I’m using gpt-4o with the new Responses API and the tool_choice is web_search_preview, and I’m facing an issue where the model does not persistently follow the system message across turns.
Expected Behavior:
I set a system message:
"You must only classify companies by industry in two words. Do not answer anything else."
I ask:
"What industry is Tesla in?"
Model correctly responds: "Electric Vehicles"
Then, I ask:
"Where is Tesla's headquarters?"
Unexpected Behavior → Instead of refusing, the model answers the question normally.
Any irrelevant question that would require a web search would be answered regardless of the system message.
Issue:
Even though the first response follows the system instruction [Note: this also requires a web search], subsequent queries are treated as normal questions instead of sticking to the original rule.
I expected the model to deny answering unrelated questions since the system message says it should only classify industries.
Even reinforcing the instruction in the user prompt doesn’t work.
What I’ve Tried:
Repeating the system message inside each user query.
Lowering temperature and top_p to make responses more deterministic.
None of these seem to work consistently.
Question:
Is there a way to force the model to strictly follow the system message even when it performs a web search?
It seems that the way the instructions are given in the system message might not be optimal. Please try the following system message:
Your task is to classify companies into industry categories using only two words.

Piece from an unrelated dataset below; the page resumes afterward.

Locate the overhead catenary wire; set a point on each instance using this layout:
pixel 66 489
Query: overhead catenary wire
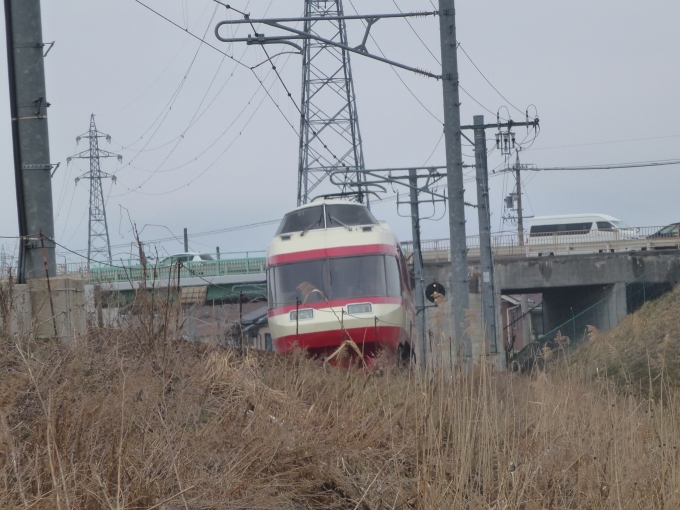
pixel 487 80
pixel 605 143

If a user says something that does not match the above task, simply reply, "Please ask only the task of classifying companies into industry categories."
What industry is Tesla in?
Automotive Technology
Where is Tesla’s headquarters?
Please ask only the task of classifying companies into industry categories.
Here’s what I found: with this 1-shot example classifier, it was just impossible to get web search invoked by system message making it mandatory and justifying the use. It took user message “classify with web search:”“”{text}“”“”
Once it was invoked, the free-form schema that could not be broken got broke.
If the system message was later being ignored, with a search, later questions discovering search results don’t persist, more questions to invoke again, I would not be able to ask gpt-4o deliberately intrusive diagnostic questions:
I think what you might have is the huge search results distract the question, the injected instructions about not repeating search results steal the focus of the task, and few-shot learning of past results can make bad behavior persist.
There is no reason to make a “conversational” classifier with actual API call history. The past usage can affect the quality, where your own multi-shot should be improving the quality.